I want to give a huge shout out to Billy Frank Jr. I remember the 70s and the racism even in our schools. Few native kids went to school with us and I remember them being treated very differently. I was friends with everyone but I know I didn’t fully engage in understanding how shitty people were towards the two kids in our class. I realize now it was all tied back to what was going on with fishing rights. I laugh every time I drive past the casinos. I love the wealth being poured back into the tribes. I know it’s a shitty lottery system and many, many tribes have been cut out from it. I have family that’s Makah and their land is going to fall back into the sea. There‘s nothing for them and my cousins live in a nasty poverty cycle. Meanwhile, down this way, the Nisqually are doing very well and the investments they’ve made in the land and in the water are simply stunning. My son studied out at the refuge every summer. Watching the reclamation from farm back to delta has been incredible. People suffered for this outcome and they won. If they hadn’t fought so hard I don’t know if there’d be a salmon left. I live on stolen land. Maybe one day I can give it back.

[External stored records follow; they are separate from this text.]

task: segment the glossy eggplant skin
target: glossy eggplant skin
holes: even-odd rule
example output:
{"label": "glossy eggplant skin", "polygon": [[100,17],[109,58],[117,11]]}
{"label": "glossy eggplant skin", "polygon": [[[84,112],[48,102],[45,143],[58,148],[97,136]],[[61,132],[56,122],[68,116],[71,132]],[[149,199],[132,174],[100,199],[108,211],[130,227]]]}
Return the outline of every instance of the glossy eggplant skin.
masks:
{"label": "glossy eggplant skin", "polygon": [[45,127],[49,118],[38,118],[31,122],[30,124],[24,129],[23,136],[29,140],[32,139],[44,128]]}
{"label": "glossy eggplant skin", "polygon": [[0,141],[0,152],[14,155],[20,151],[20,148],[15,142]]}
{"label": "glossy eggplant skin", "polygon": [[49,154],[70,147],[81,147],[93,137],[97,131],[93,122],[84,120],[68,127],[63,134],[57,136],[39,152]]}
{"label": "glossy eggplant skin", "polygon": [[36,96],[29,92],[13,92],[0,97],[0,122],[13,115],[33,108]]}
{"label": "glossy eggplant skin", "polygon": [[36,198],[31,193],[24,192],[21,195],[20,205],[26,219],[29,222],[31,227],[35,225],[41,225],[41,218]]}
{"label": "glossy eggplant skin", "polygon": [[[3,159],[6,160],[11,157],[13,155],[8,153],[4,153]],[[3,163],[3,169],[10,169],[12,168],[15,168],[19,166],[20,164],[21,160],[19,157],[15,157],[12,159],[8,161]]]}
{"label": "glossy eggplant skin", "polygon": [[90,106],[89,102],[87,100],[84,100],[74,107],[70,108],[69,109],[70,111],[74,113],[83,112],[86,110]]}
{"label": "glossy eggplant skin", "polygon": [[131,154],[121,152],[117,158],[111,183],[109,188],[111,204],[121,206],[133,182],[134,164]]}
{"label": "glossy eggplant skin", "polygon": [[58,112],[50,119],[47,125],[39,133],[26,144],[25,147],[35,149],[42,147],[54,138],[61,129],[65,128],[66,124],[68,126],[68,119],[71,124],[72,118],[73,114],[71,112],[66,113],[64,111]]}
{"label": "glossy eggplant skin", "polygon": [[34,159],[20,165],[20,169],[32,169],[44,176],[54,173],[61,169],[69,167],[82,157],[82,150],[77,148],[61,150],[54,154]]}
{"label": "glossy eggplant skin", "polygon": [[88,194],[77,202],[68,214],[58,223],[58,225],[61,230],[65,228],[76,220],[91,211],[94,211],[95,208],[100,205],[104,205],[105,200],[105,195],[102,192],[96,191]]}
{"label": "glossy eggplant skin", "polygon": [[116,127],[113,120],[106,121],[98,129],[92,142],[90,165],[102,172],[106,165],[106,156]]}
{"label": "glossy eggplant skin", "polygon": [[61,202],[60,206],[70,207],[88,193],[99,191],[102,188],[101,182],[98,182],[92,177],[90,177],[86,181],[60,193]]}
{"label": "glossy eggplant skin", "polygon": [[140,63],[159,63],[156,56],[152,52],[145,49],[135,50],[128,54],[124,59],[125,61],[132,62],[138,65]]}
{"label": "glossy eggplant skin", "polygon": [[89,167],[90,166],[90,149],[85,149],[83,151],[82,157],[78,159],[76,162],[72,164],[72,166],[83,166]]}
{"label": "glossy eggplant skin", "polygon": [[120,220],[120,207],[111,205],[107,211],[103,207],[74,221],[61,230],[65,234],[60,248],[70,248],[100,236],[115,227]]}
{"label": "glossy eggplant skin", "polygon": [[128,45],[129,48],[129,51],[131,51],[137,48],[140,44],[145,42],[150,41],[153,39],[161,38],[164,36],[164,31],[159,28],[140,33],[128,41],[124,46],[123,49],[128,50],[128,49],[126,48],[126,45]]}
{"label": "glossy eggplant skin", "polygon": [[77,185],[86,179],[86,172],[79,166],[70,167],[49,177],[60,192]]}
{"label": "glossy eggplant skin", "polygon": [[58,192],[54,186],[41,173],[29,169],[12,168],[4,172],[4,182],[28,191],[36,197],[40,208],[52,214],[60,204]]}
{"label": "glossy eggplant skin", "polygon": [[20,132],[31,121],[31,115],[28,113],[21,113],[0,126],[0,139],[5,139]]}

No, if I was going to shoot someone, I wouldn't tell them ahead of time. That's why I don't have guns.
THX
As long as you weren't that Fuker who threatened to shoot my son and me when we were looking for firewood in the ditch while camping at Jellystone Park, we're good.
Dip, this brings back sad and shameful memories for me. My father was one of those men saying hateful things and buying treaty beer back then. I was afraid he might even be in picture you showed. He had a cabin near the Winter dam, and everything you said about what happened up there is the truth. I cannot apologize for another, but I can tell you my sister & I have tried very hard not to be like him.
He has since died, and so didn't get to enjoy retirement there and ironically, never got to meet his great-grandson, his namesake-who is 1/4 native, big-hearted, tall, handsome, athletic and a good horseman. He'd have been so proud of this kid, I hope he'd have had a changed heart.
One of my best memories with the kid is taking him to the HTE powwow held each year to commemorate the taking of the Winter dam. I've tried to teach him some of the history, and I'm hoping when he's of age he will be able to have a homecoming of some kind.
People recall the fun and nostalgia of the 80s while a few of us remember just how tough it was back then. Rampant racism and misogyny invisible to those wearing the rose colored glasses of xtianity.